父の思い
「父さんっ!」
イマムネが、己の父を抱きかかえながら叫んだ。ブルトンの胸には深々と、もう元の形の面影を残していない剣の先が刺さっていた。
胸から溢れだす血は止まらない。それどころか、人の姿に戻った反動で、魔人の時に受けた傷が次々と開きだし、体中から血が流れ落ちる。その姿をその場で見ている者は全員、口を揃えて言うことだろう。
ブルトンはもうすぐ死ぬと。
イマムネもそのことは頭でわかっていた。しかし、わかっていたが理解はできなかった。納得、できなかった。
『――正しさだけでは理解できない感情があることを、知れ』
ブルトンの言葉がイマムネの頭によぎる。
自分は自分の信念を……母さんの信念を――正しさを胸に抱きながら、父さんと戦った。後悔はない。それは父さんもだろう。

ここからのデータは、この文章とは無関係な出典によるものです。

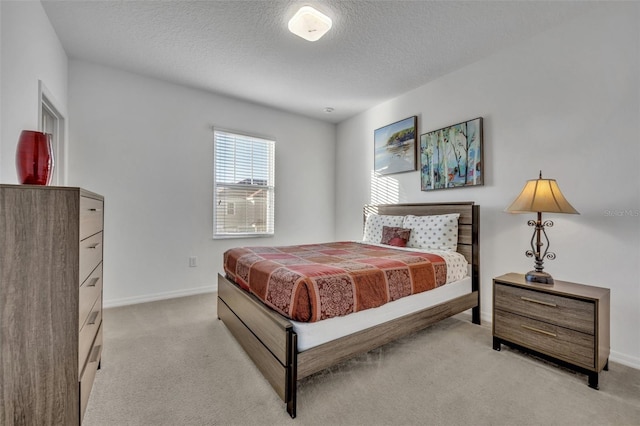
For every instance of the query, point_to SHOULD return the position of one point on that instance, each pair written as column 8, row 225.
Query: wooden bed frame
column 269, row 338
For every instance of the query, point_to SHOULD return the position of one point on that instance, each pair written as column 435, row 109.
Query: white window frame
column 51, row 120
column 233, row 206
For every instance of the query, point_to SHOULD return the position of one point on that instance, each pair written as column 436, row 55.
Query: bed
column 271, row 339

――でも、仮に、父さんの中にも正しさがあったとしたら?
母さんの思いよりも、優先しなければならないものがあったとしたら?
「父さん……教えてください。あなたの……あなたの胸の中にある正しさを!」
イマムネの叫びに応えるかのように、ごふっと血を吐き出すブルトン。
「がはっ! ごほっ! ……死ぬのか、私は」
ゆっくりと、ブルトンが喋り始める。
「ふっ、結局、何も守りきれなかったということか。シュリアの思いも、自分の信念も。そして、イマムネ、お前のことすらも」
弱いなぁ、私は。
そう呟きながら、乾いた笑みを顔に浮かべる。
「もう時間がないようだ。あまり多くは語るまい。何を言っても、私はこのゲルブ村を破壊しようとした敵……魔物の仲間ということに変わりはない」
「そんな……父さんっ! 諦めちゃだめだ!」
「お前の聞きたいことに応えてやる……私の正義とは――」
お前の母さんとお前だ。
「なっ……」
「ふはは、あまり驚いた顔をするな。――父親とは、そういうものだ」
「なんで、それならなんで、母さんの思いを踏みにじるようなこと……獣人と人間を差別したりしたんだよ!」
「……私はただ、許せなかったんだよ。母さんを殺した者が獣人の中にいるという事実がね」
静寂が、辺りを包む。その場にいた者、全てがブルトンの言葉に耳を疑った。
シュリアさんが俺たち獣人の誰かに殺されたって……?
獣人の一人がそう言葉にする。
「……嘘ですよ。そんなの嘘です! だって、シュリアさんは私たちから慕われて……」
「……嘘ではない。あの傷は、あの殺され方は獣人特有の牙や爪でのものだった。首を噛み千切られて、それで……終わりだった」
ミリネの言葉も、ブルトンの言葉には勝てなかった。死にいくものが、嘘を、自分の愛する人の嘘をつくはずがないからだ。
「ごふっ! ぐぅ……本当にもう、終わりのようだな」
目の焦点はすでに合っていない。体の指先まで、神経が麻痺しているのか、体がまったく動かない様子だった。
「父さんっ……だめだ、死んじゃだめだ!」
「……最期に、お前にこの村の長を命じる。しっかり役目を果たすのだ。これからは、お前と母さんの理想を、実現してくれ。私は……地獄の底から見守ることにしよう」
村の者たち――獣人も人間も、その場から動くことはできなかった。ブルトンの最期をしっかりと見届けるために。
「――愛していた。この村も、シュリアも。そして……お前もだ、イマムネ」
そうして、ブルトンは静かに目を閉じた。息もしていない。既に生命活動が停止していた。
「なんで、なんでだよ。こんな、どうして母さんも父さんも、こんなに早くいなくなってしまうんだよ! なんで……!」
イマムネは、泣いた。泣いて泣いて、泣きじゃくった。一人の男としてではなく、一人の子供として。イマムネの子供として、泣いた。
そうして、子供としてのイマムネは終わった。
これからは長として、一人の人間として生きていく。
そんなイマムネが、本当の本当にやらなければならないこと。
母さんの正義を持って、村をまとめていくのなら――父さんの正義も受け継がなければならない。
「……誰なんですか?」
イマムネが、問う。
「母さんを殺したのは、誰なんですか?」
ブルトンの亡骸をゆっくりと地に横たわらせ、イマムネ立ち上がって獣人に向き直った。
「出てきてもらわないと……僕は――!」
――そのとき。
「その問い、俺が答えてやろう」
「あなたは……」
そこにいたのは、魔王――いや、人間レイノスだった。